= Edenberg family =

Edenberg was once the surname of a Swedish noble family formerly known as Eden. Today, it is a surname used also by Swedish commoners.

The founder of the noble family was Matthias or Theis Eden (1568–1636), a citizen and brewer of Bremen, whose wife was also called Eden. Their son Claus Eden belonged to the cavalry in Lüneburg. He then moved to Stockholm, and later to Uppsala, where he became a merchant (handlande), a citizen of Sweden and a city councilor.

In that capacity, Claus Eden was knighted with the name of Edenberg in 1654 and enrolled in Riddarhuset ("House of Nobility"), with the registration number 617. He thereafter bought the manors of Kiplingeberg and Kättslinge in Uppland and Brunnby in Skåne. He was married twice. His first wife was Gertrude Sulchen, a daughter of a German citizen in Stockholm.

In 1652, Claus Edenberg married Anna Schrodera, daughter of a "castle secretary" (slottssekreterar) Ericus Benedicti Schroderus (Erik Benedict Schroder), a brother of Lars Bengtsson Skytte and Johan Skytte. His new wife had previously been married to Sveno Jonae Westrogothus, a professor at Uppsala University.
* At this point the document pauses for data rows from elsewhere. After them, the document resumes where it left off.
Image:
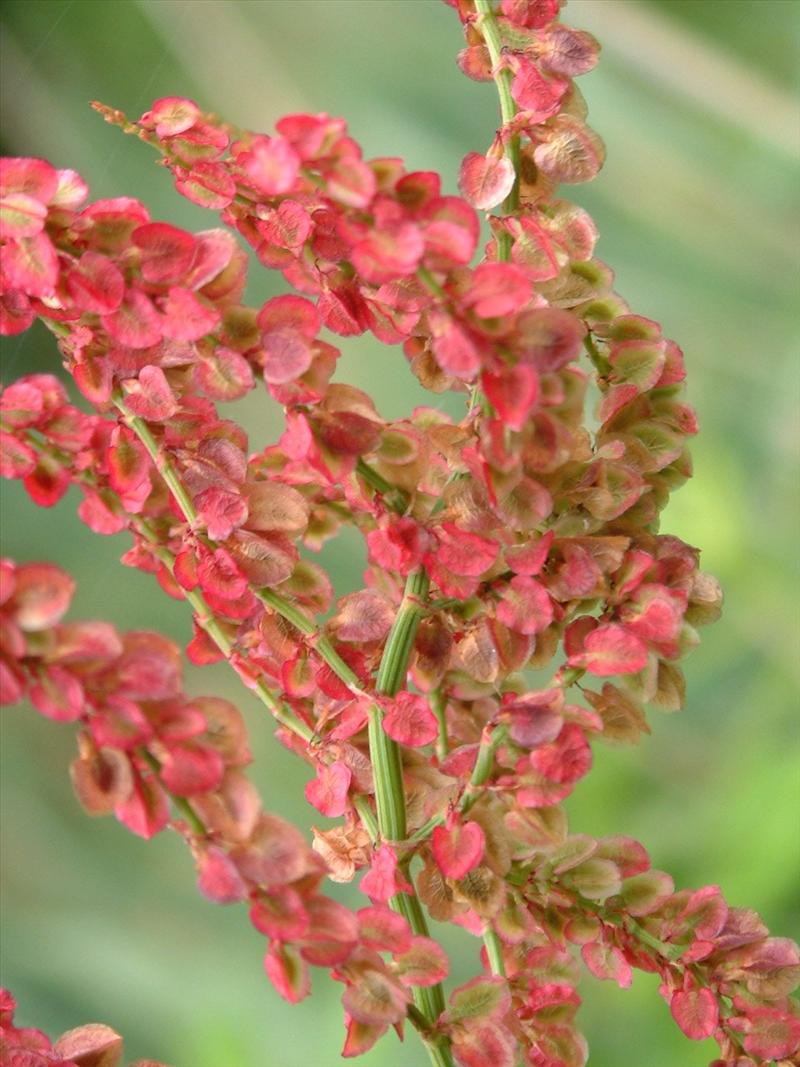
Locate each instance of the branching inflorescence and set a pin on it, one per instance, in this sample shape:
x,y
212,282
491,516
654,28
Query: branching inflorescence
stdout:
x,y
514,541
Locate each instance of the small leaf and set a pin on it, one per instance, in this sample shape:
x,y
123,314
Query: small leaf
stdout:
x,y
94,1045
607,961
424,964
458,848
479,999
409,720
329,791
485,180
696,1012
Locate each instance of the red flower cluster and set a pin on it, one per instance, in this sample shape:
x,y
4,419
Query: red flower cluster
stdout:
x,y
90,1046
516,538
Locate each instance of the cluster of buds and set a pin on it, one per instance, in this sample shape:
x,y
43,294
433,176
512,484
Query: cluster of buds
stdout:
x,y
517,538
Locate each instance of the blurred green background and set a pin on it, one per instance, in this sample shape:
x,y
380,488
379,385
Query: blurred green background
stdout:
x,y
698,213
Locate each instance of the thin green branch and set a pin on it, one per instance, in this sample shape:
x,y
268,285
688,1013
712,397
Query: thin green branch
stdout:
x,y
494,951
438,706
502,77
180,802
203,612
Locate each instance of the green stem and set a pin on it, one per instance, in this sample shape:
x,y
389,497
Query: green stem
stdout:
x,y
438,705
387,771
319,641
204,614
483,766
384,752
494,951
488,26
395,498
180,802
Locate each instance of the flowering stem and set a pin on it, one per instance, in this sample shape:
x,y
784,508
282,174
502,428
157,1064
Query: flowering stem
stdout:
x,y
319,641
180,802
488,26
437,706
383,750
395,498
388,780
204,614
483,766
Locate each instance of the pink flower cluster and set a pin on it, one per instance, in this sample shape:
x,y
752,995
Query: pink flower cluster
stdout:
x,y
90,1046
522,536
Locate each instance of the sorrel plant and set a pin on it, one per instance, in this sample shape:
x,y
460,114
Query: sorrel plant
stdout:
x,y
520,603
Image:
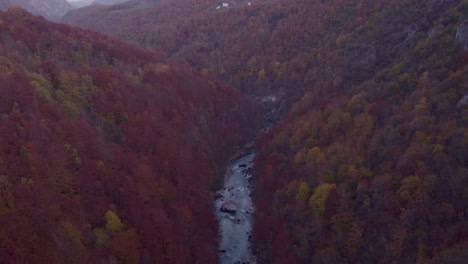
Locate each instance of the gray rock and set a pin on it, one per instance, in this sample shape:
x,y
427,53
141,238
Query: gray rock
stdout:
x,y
462,34
229,206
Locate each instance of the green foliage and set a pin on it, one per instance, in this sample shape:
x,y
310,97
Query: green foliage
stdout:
x,y
73,249
303,192
101,237
113,222
319,197
42,86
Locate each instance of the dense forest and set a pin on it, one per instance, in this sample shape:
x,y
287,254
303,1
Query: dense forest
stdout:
x,y
108,153
375,172
106,147
371,164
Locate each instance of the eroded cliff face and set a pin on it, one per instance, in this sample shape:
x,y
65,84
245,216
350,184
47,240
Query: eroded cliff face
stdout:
x,y
49,9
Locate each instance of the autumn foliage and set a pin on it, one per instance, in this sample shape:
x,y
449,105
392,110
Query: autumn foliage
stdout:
x,y
108,152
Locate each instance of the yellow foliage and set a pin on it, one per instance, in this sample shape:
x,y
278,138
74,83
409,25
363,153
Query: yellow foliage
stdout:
x,y
318,199
303,192
113,222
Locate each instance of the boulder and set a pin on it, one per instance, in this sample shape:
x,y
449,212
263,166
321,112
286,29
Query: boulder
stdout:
x,y
229,206
218,194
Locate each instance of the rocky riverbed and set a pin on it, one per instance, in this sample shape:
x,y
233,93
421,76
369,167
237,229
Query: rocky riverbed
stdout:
x,y
234,208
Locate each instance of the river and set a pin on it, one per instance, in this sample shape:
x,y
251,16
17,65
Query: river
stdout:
x,y
235,222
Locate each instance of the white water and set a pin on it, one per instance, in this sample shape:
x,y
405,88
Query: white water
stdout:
x,y
235,229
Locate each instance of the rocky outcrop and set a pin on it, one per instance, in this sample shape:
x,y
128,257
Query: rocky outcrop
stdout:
x,y
229,207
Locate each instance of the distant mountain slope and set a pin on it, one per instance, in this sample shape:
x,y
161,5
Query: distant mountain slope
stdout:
x,y
370,165
108,152
266,48
109,2
50,9
375,172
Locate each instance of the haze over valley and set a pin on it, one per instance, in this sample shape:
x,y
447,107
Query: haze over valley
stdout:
x,y
280,131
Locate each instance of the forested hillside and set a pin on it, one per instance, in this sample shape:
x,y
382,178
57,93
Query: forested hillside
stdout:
x,y
108,153
369,163
270,48
375,172
50,9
All the children of the second marriage died in infancy but the first marriage bore fifteen children, including daughters married to the Leijel, Gyldenbring and Silfverström families.

A son, Jacob, was smothered to death by his nurse. Three other sons were married. The son Claes Edenberg was a shipyard master (holmmajor), who married to Ms. Rosenfelt, with whom he had two daughters, who married to the Mentzer and Stålhandske families. Mathias Edenberg (1640–1709) was a legation secretary in England and the Netherlands. His first marriage was with Ms. Lilljemarck, but his only children came from his second marriage with Ms. Clo, whose mother's family was Björnklou.

Mathias Edenberg's only son died in infancy, but he also had two daughters. The daughter Catharina was married to Mathias' relative on the mother's side, Jakob Benzelius, the Archbishop of Uppsala. Catharina's younger sister was engaged to marry the archbishop's brother Gustaf Benzelstierna, but – according to Gabriel Anrep – "allowed herself to be laid by a rider" (lät under tiden lägra sig af en Ryttare) for which she was however pardoned by the King of Sweden, Frederick I.

Claes and Mathias Edenberg's brother Herman Edenberg was a district judge who died childless. The dynasty, therefore, ended in 1715 with the death of Herman Edenberg, without any male heirs left. In modern times, the surname has resurfaced, however, by 50 persons in Sweden as of 2014, with no known connection to the afore-described noble family.